Hunger Still There for Full-Time IMSA Return
Balzan added that he’s found a “new energy” since returning to competition after breaking away from full-time racing for 12 months in 2018-19 for health reasons.
When asked if he’s hoping to convert this enthusiasm into a full-season IMSA ride next year, Balzan agreed but stressed the importance of focusing on Petit Le Mans first.
“The one year that I had to take off because of my medical situation was actually very good for me, because I realized how lucky I was to be able to race and win with Ferrari,” he said.

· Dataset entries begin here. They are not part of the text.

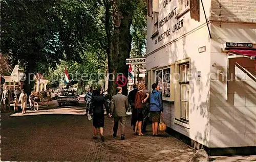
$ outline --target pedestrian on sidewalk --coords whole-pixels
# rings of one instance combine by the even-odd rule
[[[147,85],[145,84],[145,90],[143,91],[144,94],[145,95],[146,95],[146,94],[148,93],[150,95],[150,92],[147,90]],[[149,123],[149,116],[150,116],[150,97],[147,98],[145,103],[144,103],[144,116],[143,116],[143,121],[142,122],[142,133],[146,132],[147,131],[146,130],[146,126]]]
[[[158,123],[160,115],[163,111],[162,94],[160,93],[159,86],[154,83],[152,86],[152,93],[150,95],[150,111],[152,121],[152,133],[153,136],[158,136]]]
[[[132,125],[132,126],[133,126],[134,134],[135,134],[135,126],[136,125],[137,118],[136,114],[135,112],[135,102],[136,93],[139,90],[138,90],[138,87],[136,84],[133,85],[133,89],[131,92],[130,92],[129,94],[128,95],[128,101],[132,109],[132,119],[131,120],[131,124]]]
[[[49,88],[47,89],[46,92],[46,99],[47,103],[47,106],[49,106],[49,102],[51,101],[51,92],[50,92]]]
[[[28,96],[27,94],[24,92],[24,89],[22,89],[22,93],[19,95],[18,102],[21,102],[21,106],[22,108],[22,114],[26,113],[26,108],[27,106],[28,103]]]
[[[125,139],[125,125],[126,112],[128,110],[129,104],[128,98],[126,96],[122,94],[122,87],[117,88],[117,94],[112,97],[111,104],[111,110],[110,117],[114,117],[113,137],[117,136],[117,129],[118,129],[118,122],[121,124],[121,140]]]
[[[86,101],[86,114],[88,114],[88,111],[91,109],[92,99],[93,98],[93,87],[91,87],[86,94],[84,99]]]
[[[135,96],[135,109],[136,113],[137,122],[135,126],[135,132],[139,136],[144,136],[141,131],[142,121],[144,119],[144,104],[150,94],[147,93],[146,95],[143,91],[146,90],[145,84],[141,83],[139,85],[139,91],[137,92]],[[137,131],[138,130],[138,132]]]
[[[109,94],[108,90],[106,89],[105,93],[103,93],[104,96],[105,97],[105,100],[106,103],[106,114],[109,114],[110,112],[110,106],[111,104],[111,97]]]
[[[89,112],[93,113],[93,124],[94,129],[93,139],[97,139],[97,129],[99,129],[101,141],[104,142],[103,128],[104,127],[104,106],[106,103],[104,96],[100,95],[100,89],[94,91],[94,95],[92,98],[92,110]]]
[[[42,91],[40,92],[39,95],[40,95],[39,96],[40,101],[41,102],[41,105],[44,106],[45,105],[45,95],[44,88],[42,88]]]

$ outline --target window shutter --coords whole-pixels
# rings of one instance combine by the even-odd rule
[[[189,0],[186,0],[186,6],[185,7],[186,8],[187,7],[188,7],[188,6],[189,5]]]
[[[152,16],[152,0],[147,0],[147,15]]]
[[[158,0],[153,0],[152,2],[152,11],[158,12]]]

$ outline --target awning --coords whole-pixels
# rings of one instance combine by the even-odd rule
[[[228,53],[247,56],[256,56],[256,50],[254,50],[231,49],[228,51]]]
[[[232,49],[229,50],[228,54],[233,54],[233,56],[228,56],[228,59],[247,57],[251,59],[252,57],[256,57],[256,50],[247,49]],[[255,64],[255,71],[256,71],[256,60],[253,59]]]

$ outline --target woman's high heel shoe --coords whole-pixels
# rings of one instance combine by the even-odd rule
[[[105,141],[105,139],[104,138],[104,137],[102,135],[100,135],[100,138],[101,138],[101,141],[104,142]]]

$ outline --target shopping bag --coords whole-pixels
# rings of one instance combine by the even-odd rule
[[[158,126],[158,130],[160,131],[165,131],[166,130],[166,125],[163,121],[163,114],[161,114],[160,122]]]
[[[90,115],[90,114],[87,115],[87,117],[88,118],[89,121],[90,121],[91,120],[93,119],[92,118],[92,117],[91,116],[91,115]]]

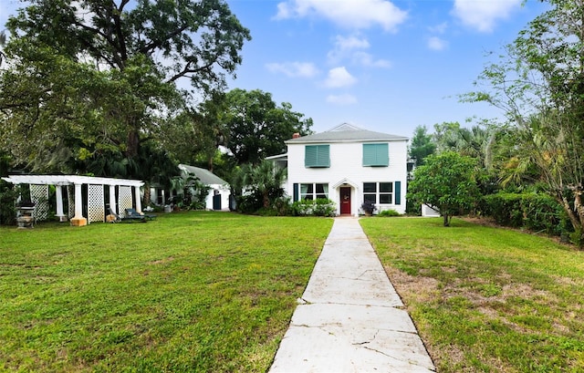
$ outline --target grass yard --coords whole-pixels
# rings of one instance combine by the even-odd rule
[[[584,252],[461,220],[360,223],[438,372],[584,371]]]
[[[202,212],[0,227],[0,371],[265,372],[331,225]]]

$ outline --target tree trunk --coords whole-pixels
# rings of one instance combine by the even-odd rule
[[[267,192],[264,192],[264,207],[266,209],[270,207],[270,197]]]
[[[144,181],[144,201],[142,207],[150,206],[151,193],[150,193],[150,182]]]
[[[126,142],[126,156],[128,158],[135,158],[138,155],[138,145],[140,145],[140,133],[138,130],[131,129],[128,132]]]
[[[584,231],[582,231],[582,222],[584,221],[584,206],[582,206],[581,192],[574,191],[574,210],[568,202],[568,199],[561,192],[558,192],[556,196],[558,202],[562,205],[564,211],[568,214],[569,222],[574,228],[574,235],[571,237],[573,243],[577,244],[579,248],[584,246]]]

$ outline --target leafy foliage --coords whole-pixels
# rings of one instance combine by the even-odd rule
[[[568,236],[569,223],[558,201],[548,194],[500,192],[485,196],[485,212],[516,228]]]
[[[290,206],[290,214],[295,216],[335,216],[335,202],[327,198],[299,200],[293,202]]]
[[[380,213],[377,214],[380,217],[394,217],[394,216],[402,216],[400,212],[393,209],[387,209],[381,211]]]
[[[453,215],[468,212],[476,203],[480,194],[475,166],[475,160],[454,151],[431,155],[415,169],[408,198],[439,211],[448,226]]]
[[[412,143],[410,144],[410,158],[415,160],[416,166],[422,166],[424,159],[436,150],[436,144],[432,135],[427,133],[425,126],[418,126],[413,131]]]
[[[227,148],[236,164],[257,164],[271,155],[286,151],[284,141],[296,132],[310,134],[312,119],[292,111],[292,105],[280,107],[272,95],[259,89],[233,89],[225,94],[225,126],[229,129]]]
[[[564,208],[584,240],[584,8],[577,0],[550,0],[477,84],[485,88],[464,97],[501,109],[515,127],[512,170],[537,172],[537,181]],[[571,201],[570,201],[571,200]]]
[[[256,166],[249,163],[244,165],[231,181],[238,210],[249,213],[262,207],[272,207],[276,200],[284,195],[282,183],[286,176],[287,170],[270,161],[264,160]],[[245,192],[238,195],[237,192],[241,193],[241,191]]]
[[[224,87],[250,38],[222,0],[34,0],[7,26],[0,149],[37,171],[83,171],[102,154],[140,163],[193,92]]]

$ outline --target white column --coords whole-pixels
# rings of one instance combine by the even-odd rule
[[[110,208],[113,213],[118,213],[118,206],[116,206],[116,186],[110,185]],[[108,212],[110,213],[110,212]]]
[[[136,198],[136,211],[138,212],[142,212],[142,202],[141,202],[141,201],[140,201],[140,187],[139,186],[135,186],[134,187],[134,197]]]
[[[75,183],[75,216],[71,219],[71,225],[87,225],[88,220],[83,216],[83,194],[81,184]]]
[[[63,213],[63,187],[55,185],[55,198],[57,198],[57,217],[59,222],[67,222],[67,215]]]

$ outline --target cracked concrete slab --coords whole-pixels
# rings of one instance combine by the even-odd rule
[[[270,372],[433,372],[357,219],[336,219]]]

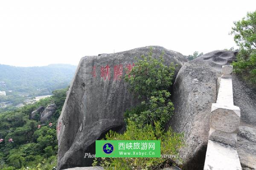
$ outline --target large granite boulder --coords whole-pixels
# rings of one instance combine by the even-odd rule
[[[177,65],[176,74],[187,61],[178,52],[152,47],[154,57],[163,51],[166,64]],[[91,166],[93,159],[84,157],[95,153],[95,140],[110,129],[124,130],[124,112],[140,101],[121,76],[132,68],[135,56],[149,50],[145,47],[81,59],[58,119],[58,170]]]
[[[31,114],[30,114],[30,119],[35,119],[35,116],[36,114],[38,114],[39,115],[41,115],[44,112],[44,109],[45,108],[44,106],[40,106],[36,110],[33,111],[31,112]],[[38,120],[38,119],[37,120]]]
[[[217,79],[222,65],[229,64],[234,52],[216,51],[185,63],[173,86],[175,110],[168,124],[185,135],[186,147],[180,151],[184,170],[203,169],[209,130],[212,104],[217,99]]]
[[[211,108],[217,99],[217,78],[221,76],[222,65],[230,63],[236,54],[233,51],[212,51],[186,63],[178,73],[172,95],[175,113],[168,125],[176,132],[184,133],[186,146],[180,150],[180,154],[184,158],[183,162],[178,162],[183,167],[183,169],[203,169]],[[234,105],[239,107],[241,110],[241,125],[255,127],[255,91],[235,74],[233,74],[232,79]],[[256,148],[256,142],[242,135],[253,131],[250,129],[244,129],[247,128],[240,128],[237,148],[242,167],[247,170],[246,166],[250,165],[251,168],[253,164],[250,162],[256,162],[255,149],[249,151],[251,147]]]
[[[243,170],[256,170],[256,90],[232,76],[234,104],[241,110],[237,149]]]
[[[40,122],[45,123],[50,120],[56,109],[57,106],[54,103],[48,105],[41,114]]]

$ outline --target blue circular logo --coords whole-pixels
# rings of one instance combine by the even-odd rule
[[[107,154],[110,154],[114,150],[114,147],[112,144],[108,143],[103,145],[103,151]]]

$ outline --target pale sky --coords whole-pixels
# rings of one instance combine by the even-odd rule
[[[233,22],[256,0],[0,0],[0,64],[77,65],[159,45],[183,55],[235,47]]]

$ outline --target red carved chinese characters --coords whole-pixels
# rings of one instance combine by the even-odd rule
[[[122,64],[114,66],[114,81],[120,81],[122,75]]]
[[[128,65],[126,65],[126,68],[127,68],[127,71],[126,71],[127,74],[129,74],[129,73],[130,73],[131,71],[131,69],[134,67],[134,63],[133,63],[132,65],[131,65],[131,63]],[[129,75],[128,76],[129,76],[129,78],[131,77],[131,75]]]
[[[93,77],[96,77],[96,66],[94,66],[93,67],[93,71],[92,71],[92,76]]]
[[[108,64],[105,67],[104,66],[101,66],[100,67],[100,76],[104,78],[104,81],[106,80],[107,76],[108,76],[108,80],[110,80],[110,76],[109,72],[110,69],[110,67],[109,67]]]

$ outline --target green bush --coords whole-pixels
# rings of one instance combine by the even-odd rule
[[[175,66],[164,64],[163,53],[158,58],[154,58],[152,50],[146,56],[142,55],[141,59],[136,58],[135,66],[125,77],[131,92],[143,101],[140,105],[127,110],[125,116],[140,127],[158,121],[163,126],[174,110],[169,90]]]
[[[235,22],[231,34],[239,47],[234,71],[242,75],[253,85],[256,84],[256,11],[247,13],[246,17]]]
[[[177,150],[183,145],[183,135],[163,127],[173,114],[174,108],[170,100],[170,86],[175,68],[173,64],[164,64],[163,54],[154,58],[152,49],[146,56],[136,58],[136,65],[125,76],[131,92],[142,99],[140,104],[127,110],[125,117],[126,131],[119,134],[110,130],[106,140],[159,140],[162,154],[177,156]],[[163,158],[101,158],[93,165],[109,170],[155,170],[176,159]]]
[[[136,123],[128,120],[127,130],[123,134],[111,130],[106,135],[106,140],[159,140],[161,141],[161,154],[177,155],[177,150],[183,146],[183,135],[175,133],[171,129],[166,132],[161,127],[160,123],[154,125],[146,125],[143,128],[138,127]],[[172,161],[179,158],[174,158]],[[93,165],[99,164],[107,169],[141,170],[157,169],[161,164],[169,161],[161,158],[102,158],[96,159]]]

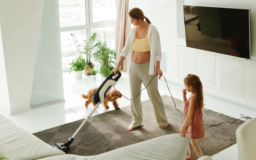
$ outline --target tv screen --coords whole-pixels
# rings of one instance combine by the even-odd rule
[[[250,59],[250,9],[183,8],[187,47]]]

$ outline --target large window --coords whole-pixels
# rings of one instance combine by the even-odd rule
[[[116,3],[116,0],[59,0],[63,71],[68,71],[69,62],[79,54],[70,33],[74,33],[82,45],[83,40],[95,32],[98,38],[106,38],[114,49]]]

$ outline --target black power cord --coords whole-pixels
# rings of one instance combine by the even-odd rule
[[[117,93],[118,93],[119,94],[121,94],[123,96],[124,96],[124,97],[125,97],[125,98],[126,98],[126,99],[128,99],[128,100],[133,100],[134,99],[135,99],[135,98],[136,98],[138,96],[139,96],[139,94],[140,94],[140,93],[141,93],[141,91],[142,90],[143,90],[143,89],[144,89],[145,88],[147,88],[147,86],[148,85],[149,85],[150,83],[150,82],[151,82],[151,81],[152,81],[152,80],[153,79],[153,78],[155,78],[155,77],[156,76],[158,75],[158,74],[157,74],[155,76],[154,76],[154,77],[153,78],[152,78],[151,79],[151,80],[150,80],[150,81],[149,83],[148,83],[148,84],[147,84],[147,86],[146,86],[146,87],[145,87],[144,88],[143,88],[141,90],[141,91],[138,94],[138,95],[137,95],[137,96],[136,96],[135,97],[135,98],[133,98],[133,99],[129,99],[128,98],[127,98],[125,96],[124,96],[123,95],[123,94],[122,94],[120,93],[119,92],[118,92],[116,90],[116,88],[115,88],[115,86],[113,86],[113,87],[114,87],[114,88],[115,89],[115,90],[116,90],[116,92]],[[175,107],[175,109],[176,109],[177,110],[179,111],[183,115],[184,115],[184,114],[183,114],[183,113],[182,112],[181,112],[179,110],[178,110],[176,108],[176,104],[175,104],[175,102],[174,102],[174,99],[173,99],[173,98],[172,97],[172,94],[171,93],[171,91],[170,91],[170,89],[169,89],[169,87],[168,86],[168,84],[167,84],[167,82],[166,81],[166,79],[165,79],[165,76],[163,76],[163,75],[162,75],[163,76],[163,78],[165,78],[165,82],[166,83],[166,85],[167,86],[167,88],[168,88],[168,90],[169,90],[169,92],[170,92],[170,94],[171,94],[171,96],[172,97],[172,100],[173,101],[173,102],[174,103],[174,106]],[[242,118],[245,118],[245,119],[244,119],[244,121],[245,121],[246,120],[248,120],[248,119],[252,119],[252,118],[253,118],[253,119],[256,118],[251,118],[251,117],[250,117],[249,116],[245,116],[244,115],[243,115],[242,114],[240,114],[240,116],[241,117],[242,117],[242,118],[240,118],[239,119],[237,119],[236,120],[234,120],[234,121],[233,121],[233,122],[228,122],[228,121],[224,121],[224,122],[222,122],[221,123],[218,123],[218,124],[217,125],[204,125],[204,126],[210,126],[210,127],[211,127],[211,126],[217,126],[217,125],[220,125],[220,124],[221,124],[221,123],[224,123],[224,122],[227,122],[227,123],[230,123],[230,124],[232,124],[233,122],[235,122],[236,121],[237,121],[237,120],[238,120],[240,119],[242,119]]]

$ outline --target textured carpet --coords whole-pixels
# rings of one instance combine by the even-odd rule
[[[143,127],[132,131],[126,130],[132,119],[129,106],[92,116],[75,137],[68,153],[82,156],[95,155],[177,133],[183,124],[183,115],[176,110],[170,97],[164,95],[162,98],[169,123],[169,127],[162,129],[158,126],[151,102],[146,100],[142,103]],[[177,108],[183,112],[183,101],[176,99],[174,101]],[[224,121],[231,122],[236,120],[205,108],[203,109],[202,112],[205,125],[215,125]],[[77,120],[33,134],[51,145],[57,142],[66,143],[83,120]],[[236,131],[244,122],[238,120],[232,124],[224,123],[216,126],[205,126],[205,136],[198,141],[203,155],[212,156],[236,143]]]

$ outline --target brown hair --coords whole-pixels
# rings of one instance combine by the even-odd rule
[[[187,86],[192,87],[192,92],[196,94],[195,98],[195,108],[202,109],[205,105],[203,104],[203,86],[198,76],[194,74],[189,74],[184,78],[184,83]]]
[[[139,8],[133,8],[129,12],[129,16],[137,19],[140,18],[142,20],[144,20],[144,18],[146,19],[146,22],[148,24],[151,24],[148,18],[145,17],[143,12]]]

“The two amazing [title-winning] seasons with Christina [Nielsen] were great. Before, I would say that racing and traveling is tough. Then when you don’t have it, you appreciate much more what you’re missing.
“I have a new energy. I realized I miss racing and I want to keep racing full-time.
“I’m not crazy or desperate to do a good race: I want the WeatherTech Racing team to be happy. Then if they want to do something in 2021 I’m available.
“If not, it’s a great opportunity for me. I’m really focusing 100 percent of my energy on this race and nothing about the future.
“The mission is to finish strong with no mistakes. That’s already a hard task to do.”